Le soutien d’agences nationales dynamiques (Creative Scotland, Screen Cornwall, Wales Screen/Creative Wales,…) et les aides au financement récemment regroupées autour du BFI – basées essentiellement sur les contributions de la National Lottery (l’équivalent de la Française des Jeux) et des gouvernements – ne suffisent pas.
Le BFI demande des mesures fiscales particulières pour les productions britanniques et un accord avec les plateformes de VOD pour participer au financement de productions indépendantes locales. Le BFI a reçu alors rapidement l’appui de partenaires historiques du cinéma britannique, Film4 et BBC Films, mais le gouvernement entendra-t-il le message ? Un an plus tard, rien ne le montre, celui-ci continuant à privilégier le soutien à l’industrie, qui rapporte des dividends non négligeables, au détriment des productions locales. Même si ce faisant, le gouvernement ne fait qu’entériner la dépendance de son économie à celle des Etats-Unis.
Evidemment la question de l’indépendance des Britanniques vis à vis des Américains dans le cinéma est un vaste sujet presqu’aussi vieille que le cinéma lui-même. La première grande crise du cinéma britannique en relation avec la concurrence américaine date du début des années 1920. Après la quasi extinction du cinéma national pendant la première guerre mondiale, les Britanniques doivent faire face à la concurrence très agressive des studios américains qui envisagent le Royaume Uni comme leur premier marché international (même à l’époque du muet). Les studios américains prennent alors la méchante habitude d’obliger les distributeurs britanniques à acheter l’intégralité de leur catalogue s’ils veulent avoir l’opportunité de diffuser leur tête de gondole (Autant en emporte le vent, etc…). Et depuis toutes les mesures prises par le gouvernement britannique pour palier à la situation se sont retournés… contre le cinéma britannique (au moins en partie – les polémiques à ce sujet sont sans fin).

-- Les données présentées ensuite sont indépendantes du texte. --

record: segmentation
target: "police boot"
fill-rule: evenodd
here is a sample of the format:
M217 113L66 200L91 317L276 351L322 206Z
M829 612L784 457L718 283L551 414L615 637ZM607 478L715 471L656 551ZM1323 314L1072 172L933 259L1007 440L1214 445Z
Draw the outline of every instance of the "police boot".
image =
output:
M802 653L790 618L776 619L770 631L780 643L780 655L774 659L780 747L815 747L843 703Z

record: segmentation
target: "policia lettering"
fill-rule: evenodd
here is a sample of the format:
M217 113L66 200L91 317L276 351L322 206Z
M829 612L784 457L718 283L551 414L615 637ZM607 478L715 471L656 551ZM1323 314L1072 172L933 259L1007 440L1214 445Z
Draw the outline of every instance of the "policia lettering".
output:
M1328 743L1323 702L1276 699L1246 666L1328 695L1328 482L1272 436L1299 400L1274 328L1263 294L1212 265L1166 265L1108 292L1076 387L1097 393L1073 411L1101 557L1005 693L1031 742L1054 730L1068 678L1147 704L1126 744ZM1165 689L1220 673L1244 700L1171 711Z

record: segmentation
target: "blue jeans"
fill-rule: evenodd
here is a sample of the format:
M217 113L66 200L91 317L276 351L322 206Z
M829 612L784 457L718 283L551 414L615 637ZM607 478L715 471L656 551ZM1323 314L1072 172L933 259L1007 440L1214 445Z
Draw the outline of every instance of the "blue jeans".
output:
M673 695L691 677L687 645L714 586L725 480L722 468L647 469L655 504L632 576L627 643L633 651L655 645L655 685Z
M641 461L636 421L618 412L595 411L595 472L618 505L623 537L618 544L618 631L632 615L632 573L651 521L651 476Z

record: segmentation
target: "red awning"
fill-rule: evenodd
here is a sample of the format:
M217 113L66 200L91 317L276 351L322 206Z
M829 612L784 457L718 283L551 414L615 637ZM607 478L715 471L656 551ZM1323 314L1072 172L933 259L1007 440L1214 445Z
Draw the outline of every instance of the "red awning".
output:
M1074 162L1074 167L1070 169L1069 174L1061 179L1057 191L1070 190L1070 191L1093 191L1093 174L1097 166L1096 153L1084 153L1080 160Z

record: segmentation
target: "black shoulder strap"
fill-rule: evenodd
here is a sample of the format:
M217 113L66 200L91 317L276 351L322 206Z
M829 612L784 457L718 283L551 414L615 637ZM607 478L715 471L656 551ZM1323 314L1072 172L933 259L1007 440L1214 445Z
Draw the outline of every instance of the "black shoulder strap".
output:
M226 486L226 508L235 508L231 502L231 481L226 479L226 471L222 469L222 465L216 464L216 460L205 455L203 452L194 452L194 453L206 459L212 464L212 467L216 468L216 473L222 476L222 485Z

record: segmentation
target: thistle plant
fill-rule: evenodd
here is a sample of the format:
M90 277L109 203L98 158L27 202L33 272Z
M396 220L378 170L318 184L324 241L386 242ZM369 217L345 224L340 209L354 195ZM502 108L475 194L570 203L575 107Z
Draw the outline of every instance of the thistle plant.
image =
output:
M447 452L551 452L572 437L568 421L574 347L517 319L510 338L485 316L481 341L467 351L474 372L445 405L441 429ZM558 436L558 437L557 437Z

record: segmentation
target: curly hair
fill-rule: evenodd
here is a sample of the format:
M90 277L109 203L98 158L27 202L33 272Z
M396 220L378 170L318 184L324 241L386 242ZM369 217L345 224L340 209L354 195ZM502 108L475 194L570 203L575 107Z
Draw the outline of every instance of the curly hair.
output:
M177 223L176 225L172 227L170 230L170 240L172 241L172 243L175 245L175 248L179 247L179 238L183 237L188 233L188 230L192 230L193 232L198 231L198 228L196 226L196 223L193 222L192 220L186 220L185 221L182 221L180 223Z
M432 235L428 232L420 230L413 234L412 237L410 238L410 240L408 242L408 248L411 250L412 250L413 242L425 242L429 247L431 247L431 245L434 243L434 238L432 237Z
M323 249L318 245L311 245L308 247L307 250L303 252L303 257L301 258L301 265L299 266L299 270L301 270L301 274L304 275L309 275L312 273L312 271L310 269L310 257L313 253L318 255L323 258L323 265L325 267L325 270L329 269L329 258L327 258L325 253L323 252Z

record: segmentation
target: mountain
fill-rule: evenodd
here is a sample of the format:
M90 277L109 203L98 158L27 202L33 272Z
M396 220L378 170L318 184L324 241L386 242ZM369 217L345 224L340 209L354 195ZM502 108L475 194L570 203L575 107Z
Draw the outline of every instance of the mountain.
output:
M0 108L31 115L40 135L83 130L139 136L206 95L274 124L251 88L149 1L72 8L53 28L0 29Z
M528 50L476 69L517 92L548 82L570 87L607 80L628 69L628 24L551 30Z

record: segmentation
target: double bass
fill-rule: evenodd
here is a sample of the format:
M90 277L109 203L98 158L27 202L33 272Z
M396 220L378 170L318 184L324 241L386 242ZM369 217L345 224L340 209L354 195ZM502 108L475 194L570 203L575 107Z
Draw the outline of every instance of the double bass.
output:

Mais alors que les studios hollywoodiens réduisent les budgets moyens de leurs productions, et que les streamers commencent à serrer la vis après des années d’expansion et de dépenses sans compter, l’industrie cinématographique britannique pourrait bien faire face à une période de récession durant les années à venir, et son manque d’autonomie pourrait se révéler fatal… encore une fois.